Oświadczenie Przewodniczącego Konferencji Episkopatu Polski Abpa dra Józefa
Michalika i Przewodniczącego Konferencji Episkopatu Niemiec Abpa dra Roberta Zollitscha,
z okazji 70. rocznicy rozpoczęcia II wojny światowej 1 września 1939 roku
(1.) Przed 70 laty, 1 września 1939 roku, niemiecki Wehrmacht rozpoczął atak na Polskę.
Tak zaczęła się II wojna światowa. U wielu, którzy ją przeżyli, zrodzą się na nowo
– w kontekście zbliżającej się rocznicy – bolesne wspomnienia o czasach przemocy,
bezprawia i bezsilności; wspomnienia utraconych najbliższych członków rodziny, krewnych
i przyjaciół oraz utraty ojczyzny. Kolejny raz uświadamiamy sobie w tym dniu, jak
głęboko przeżycia wojny światowej wryły się w pamięć i serca ludzi i narodów. Niektóre
rany nie zagoiły się do dzisiaj.
Pamięć o wojnie jest obecnie rozpatrywana
w nowym kontekście. Pokolenie, które przeżyło II wojnę światową – naoczni świadkowie
tamtych lat – już odchodzi. Odchodzi także pokolenie tych, którzy mieli odwagę wypowiedzieć
słowa skruchy i przebaczenia oraz rozpocząć nowy rozdział w dziejach naszych narodów.
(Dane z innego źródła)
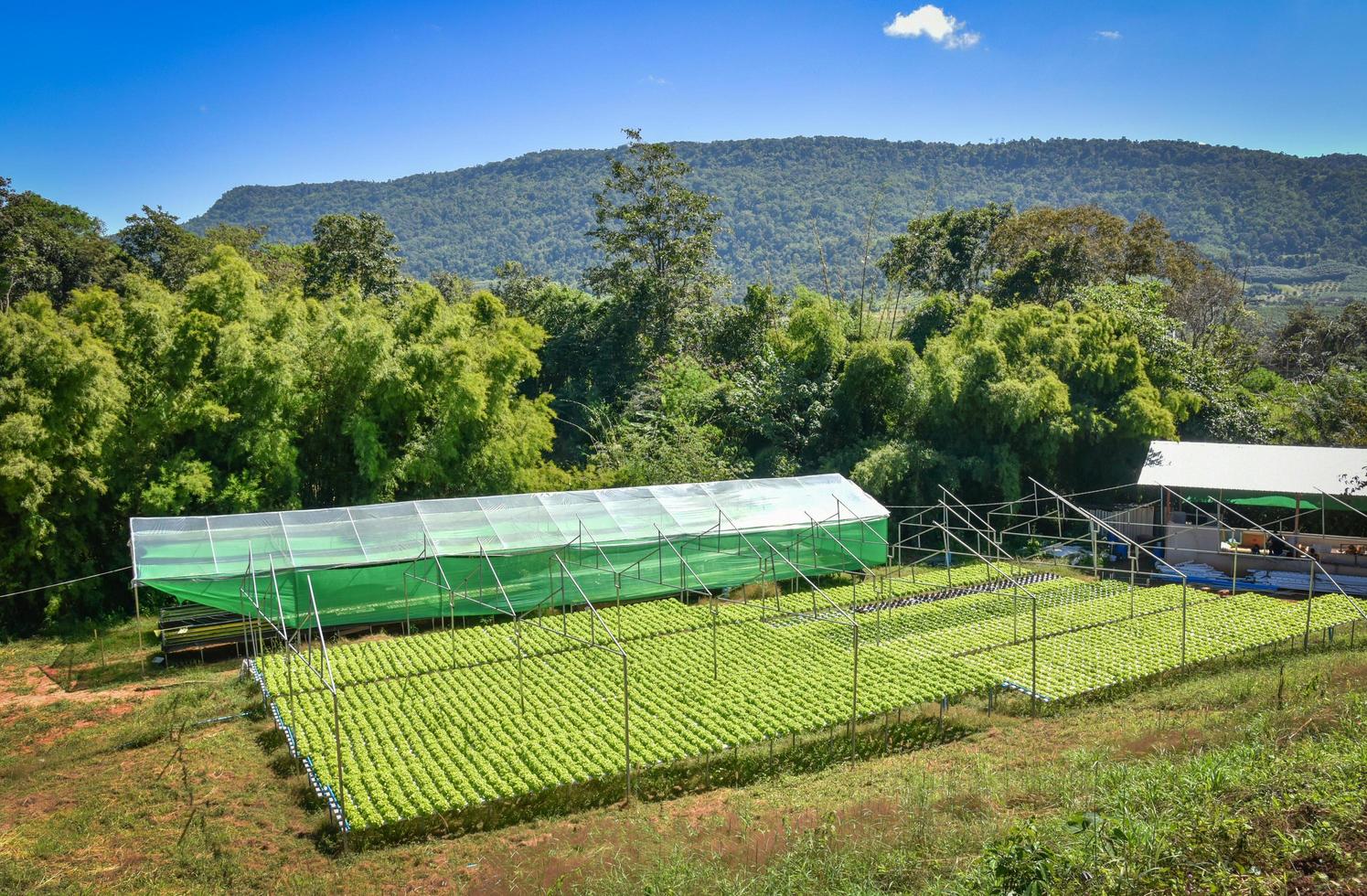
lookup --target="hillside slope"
[190,136,1367,285]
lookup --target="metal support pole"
[1030,594,1039,716]
[850,625,859,761]
[332,686,347,852]
[1301,558,1315,652]
[1181,576,1187,669]
[133,584,147,676]
[708,601,716,681]
[622,653,632,803]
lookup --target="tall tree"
[0,177,127,309]
[304,212,400,301]
[118,205,210,290]
[878,202,1011,299]
[583,128,727,357]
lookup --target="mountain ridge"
[187,136,1367,287]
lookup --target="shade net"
[132,475,887,625]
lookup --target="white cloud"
[883,3,983,49]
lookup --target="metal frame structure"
[240,479,1367,847]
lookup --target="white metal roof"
[129,474,887,581]
[1138,442,1367,496]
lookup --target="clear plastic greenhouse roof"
[129,474,887,581]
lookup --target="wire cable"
[0,565,133,600]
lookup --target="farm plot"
[262,603,991,827]
[969,586,1362,699]
[259,565,1358,829]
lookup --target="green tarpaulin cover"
[130,475,887,625]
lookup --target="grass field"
[256,564,1367,832]
[0,576,1367,893]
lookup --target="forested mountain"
[188,136,1367,291]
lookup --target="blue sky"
[0,0,1367,229]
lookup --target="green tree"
[304,212,400,299]
[583,130,727,357]
[878,202,1011,299]
[0,177,127,310]
[591,357,751,486]
[0,293,129,633]
[118,205,209,290]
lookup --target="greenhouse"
[130,475,889,627]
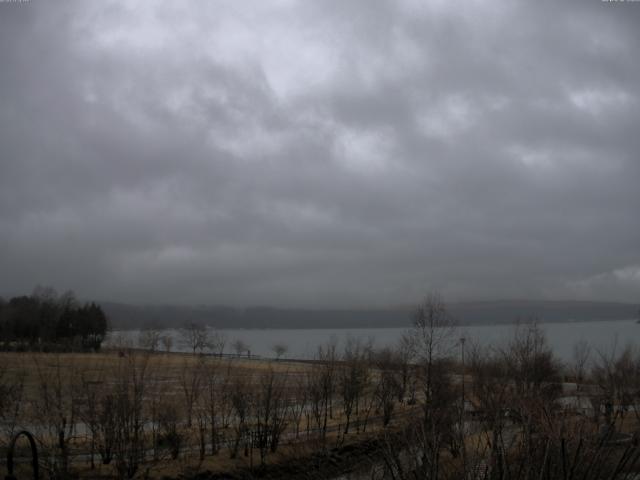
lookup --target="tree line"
[0,287,108,351]
[0,295,640,480]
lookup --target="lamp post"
[460,337,467,479]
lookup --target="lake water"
[109,320,640,361]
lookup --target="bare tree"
[571,340,591,383]
[180,322,209,355]
[271,343,289,360]
[254,369,287,465]
[138,328,161,352]
[209,329,227,357]
[231,338,249,357]
[33,355,79,477]
[337,337,371,434]
[160,335,173,353]
[180,357,205,428]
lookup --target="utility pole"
[460,337,467,480]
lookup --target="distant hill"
[101,300,639,329]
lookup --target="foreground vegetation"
[0,295,640,480]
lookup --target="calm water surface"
[109,320,640,360]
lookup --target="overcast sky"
[0,0,640,307]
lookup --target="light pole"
[460,337,467,479]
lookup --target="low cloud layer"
[0,0,640,307]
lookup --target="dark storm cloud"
[0,0,640,306]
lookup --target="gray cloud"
[0,0,640,306]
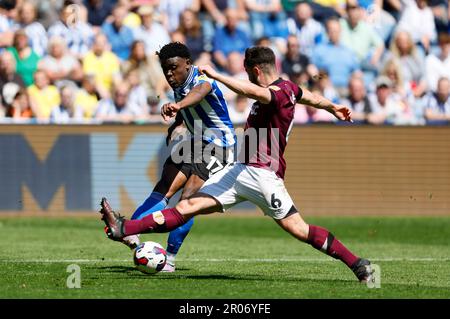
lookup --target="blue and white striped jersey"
[174,66,236,147]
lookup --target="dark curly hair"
[156,42,192,62]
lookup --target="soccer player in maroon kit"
[100,47,373,282]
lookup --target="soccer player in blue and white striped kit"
[119,42,236,272]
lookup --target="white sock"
[167,252,177,265]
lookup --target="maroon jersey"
[244,78,303,179]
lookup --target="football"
[133,241,167,274]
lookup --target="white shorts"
[199,163,297,219]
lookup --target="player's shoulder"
[268,78,302,105]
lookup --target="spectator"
[83,33,121,98]
[50,86,83,124]
[28,70,60,121]
[312,19,359,92]
[8,29,40,86]
[177,9,212,63]
[39,36,83,88]
[134,6,170,58]
[380,58,414,101]
[48,2,94,58]
[95,82,145,123]
[423,77,450,124]
[314,70,340,104]
[341,0,384,83]
[311,0,345,18]
[288,2,324,57]
[213,8,251,69]
[0,0,17,53]
[228,94,251,124]
[83,0,115,27]
[425,33,450,91]
[4,83,34,121]
[245,0,289,39]
[159,0,201,32]
[358,0,396,45]
[387,31,426,97]
[382,0,403,21]
[19,1,48,57]
[122,41,169,100]
[367,76,416,125]
[75,75,100,119]
[281,35,317,82]
[218,52,248,104]
[397,0,436,53]
[342,75,370,123]
[102,5,134,60]
[0,51,25,101]
[428,0,450,33]
[125,68,150,114]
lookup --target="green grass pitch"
[0,213,450,299]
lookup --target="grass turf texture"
[0,214,450,299]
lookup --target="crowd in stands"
[0,0,450,125]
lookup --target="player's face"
[161,57,192,88]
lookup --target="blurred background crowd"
[0,0,450,125]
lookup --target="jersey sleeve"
[294,85,303,102]
[195,74,214,85]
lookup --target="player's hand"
[331,105,353,123]
[161,103,180,122]
[198,65,219,79]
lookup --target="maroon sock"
[123,208,186,236]
[307,225,358,267]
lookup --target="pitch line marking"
[0,257,450,264]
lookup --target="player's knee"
[175,198,197,214]
[281,218,309,241]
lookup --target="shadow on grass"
[95,266,366,285]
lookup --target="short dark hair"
[156,42,192,62]
[0,0,17,11]
[244,46,275,68]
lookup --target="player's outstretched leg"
[122,191,169,249]
[162,218,194,272]
[100,198,189,241]
[276,212,373,282]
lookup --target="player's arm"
[297,89,353,122]
[161,81,212,121]
[199,65,272,104]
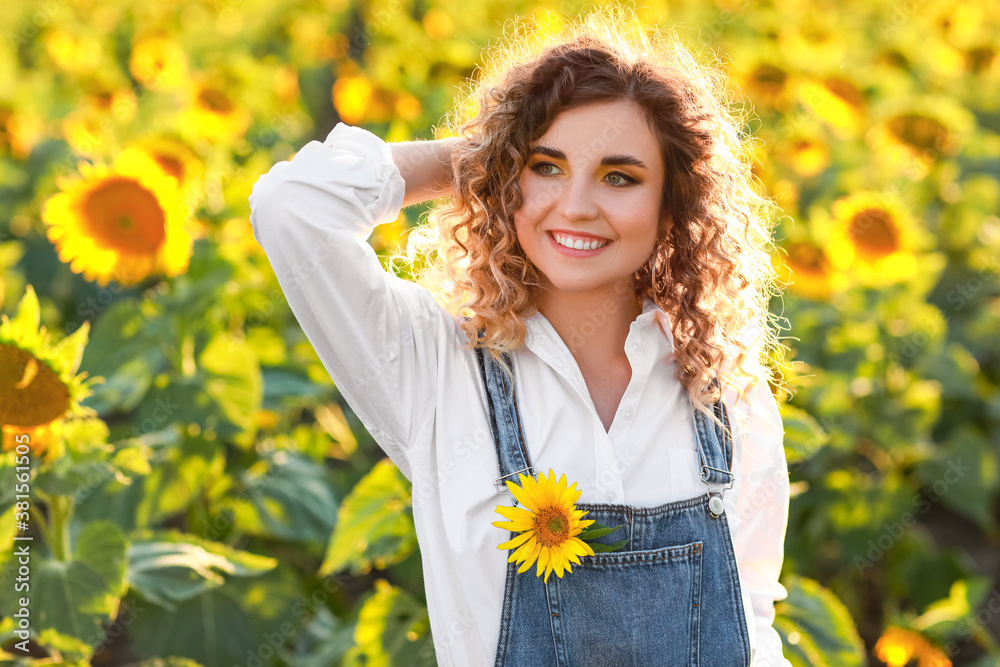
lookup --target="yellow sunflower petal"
[535,545,549,577]
[517,542,542,572]
[507,533,539,563]
[497,532,532,549]
[507,475,538,512]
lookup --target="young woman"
[250,6,790,667]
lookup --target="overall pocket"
[546,541,703,667]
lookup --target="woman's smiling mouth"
[548,231,611,257]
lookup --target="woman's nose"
[558,176,597,220]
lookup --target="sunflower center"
[788,243,826,273]
[83,177,166,254]
[0,343,70,428]
[535,507,569,547]
[848,208,899,256]
[889,113,948,151]
[198,88,233,114]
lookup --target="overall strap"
[476,348,536,506]
[694,377,735,516]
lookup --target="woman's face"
[514,100,665,298]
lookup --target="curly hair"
[407,7,783,438]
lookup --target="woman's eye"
[532,162,636,187]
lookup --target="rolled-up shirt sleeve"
[249,123,444,478]
[727,382,791,667]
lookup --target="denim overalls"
[476,348,750,667]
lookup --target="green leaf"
[910,577,990,641]
[774,575,867,667]
[199,334,264,446]
[287,605,356,667]
[128,565,302,666]
[590,540,628,553]
[133,436,226,528]
[779,403,830,464]
[132,334,264,447]
[133,655,202,667]
[343,579,437,667]
[215,450,337,546]
[319,459,417,576]
[916,424,1000,533]
[128,530,278,611]
[577,521,625,542]
[0,521,128,646]
[77,299,169,415]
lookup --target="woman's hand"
[389,137,462,208]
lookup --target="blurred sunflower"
[0,285,104,460]
[826,191,917,286]
[868,98,976,170]
[42,148,192,286]
[797,80,861,138]
[741,62,790,110]
[60,74,139,158]
[177,77,251,142]
[778,133,830,178]
[136,135,205,190]
[128,35,188,90]
[45,28,102,73]
[493,470,594,583]
[772,241,847,301]
[875,626,951,667]
[331,67,394,124]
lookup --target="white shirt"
[249,123,791,667]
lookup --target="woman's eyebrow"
[529,146,649,169]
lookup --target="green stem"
[28,503,52,545]
[175,318,197,377]
[49,495,73,562]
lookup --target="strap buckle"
[701,465,736,519]
[493,466,537,503]
[701,466,736,489]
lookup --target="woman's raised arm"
[249,123,457,477]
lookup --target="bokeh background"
[0,0,1000,667]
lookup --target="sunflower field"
[0,0,1000,667]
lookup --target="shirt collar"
[524,297,674,351]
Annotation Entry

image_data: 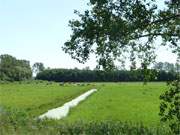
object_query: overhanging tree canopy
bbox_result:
[63,0,180,134]
[63,0,180,69]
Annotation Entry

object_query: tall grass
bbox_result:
[0,110,172,135]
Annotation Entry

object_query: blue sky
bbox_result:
[0,0,176,69]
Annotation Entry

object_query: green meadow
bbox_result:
[0,81,170,135]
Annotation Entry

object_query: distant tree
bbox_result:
[32,62,45,74]
[0,54,32,81]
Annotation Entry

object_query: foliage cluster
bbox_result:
[36,69,176,82]
[0,54,32,81]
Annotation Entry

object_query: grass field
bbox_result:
[0,82,169,134]
[65,83,167,126]
[0,82,92,117]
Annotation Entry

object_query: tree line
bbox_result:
[0,54,44,81]
[36,69,176,82]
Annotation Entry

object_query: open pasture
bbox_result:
[0,82,92,117]
[0,83,167,125]
[64,83,167,126]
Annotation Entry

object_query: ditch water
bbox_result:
[39,89,97,119]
Dzisiaj należy troszczyć się o to, aby nowe pokolenia zdobyły i zachowały właściwe
rozumienie II wojny światowej. Potrzebna jest nie tylko rzetelność w rozliczaniu się
z okropnościami przeszłości, ale także rezygnacja ze stereotypów, które utrudniają
prawdziwe zrozumienie tych czasów i mogą podważyć budowane z trudem zaufanie między
Polakami a Niemcami. Nie mniej niż dawniej potrzebujemy również i dzisiaj żywej troski
o pokój i kształtowanie człowieka wolnego od nienawiści wobec innych i zdolnego do
budowania porządku opartego na godności ludzkiej.
Wiemy, że pokój zależy od
każdego z nas: od naszej woli, postawy, słowa i gestów dobroci, od umiejętności wyznania
win i przebaczania – i wreszcie od tego, czy potrafimy patrzeć w przyszłość, nie będąc
skrępowanymi wyłącznie przeszłością.
Wspomnienie i pamięć
(2.)
Każda wojna jest ostatecznie „klęską wszelkiego autentycznego humanizmu” i „porażką
ludzkości” (Jan Paweł II, Orędzie na XXII Światowy Dzień Pokoju 1999; Przemówienie
do Korpusu Dyplomatycznego 13.01.2003). W szczególny sposób odnoszą się te słowa do
II wojny światowej. To nie była wojna podobna do innych. Narodowosocjalistyczne Niemcy
rozpętały w Europie wojnę, w czasie której zostały jawnie zanegowane zasady moralne
i fundamentalne prawa człowieka. We Wschodniej Europie wojna ta miała na celu zagładę
i zniewolenie narodów. Szczególnie przywódcy polskiego społeczeństwa, uczeni, inteligencja,
w tym duchowieństwo, zostali dotknięci polityką eksterminacji, której celem było ostatecznie
ujarzmienie całego narodu.
Wspominamy dzisiaj miliony ofiar tej wojny, a także
wszystkich, którzy byli prześladowani i mordowani wskutek ideologii rasistowskiej,
pochodzenia czy wiary. Pamiętamy o europejskich Żydach – ofiarach zbrodni przeciwko
ludzkości, jaką był Holocaust, Sinti i Romach, umysłowo niepełnosprawnych i elitach
narodów Europy Środkowej i Wschodniej. Nie możemy zapomnieć także o tych, którzy w
obliczu niebezpieczeństwa – poświęcając swoje życie – stawiali czynny opór barbarzyństwu
tego czasu. Niektórych z nich Kościół czci jako męczenników. Nasze wspomnienie przechodzi
w modlitwę za ofiary wojny i o pokój: „Nigdy więcej jedni przeciw drugim, już nigdy!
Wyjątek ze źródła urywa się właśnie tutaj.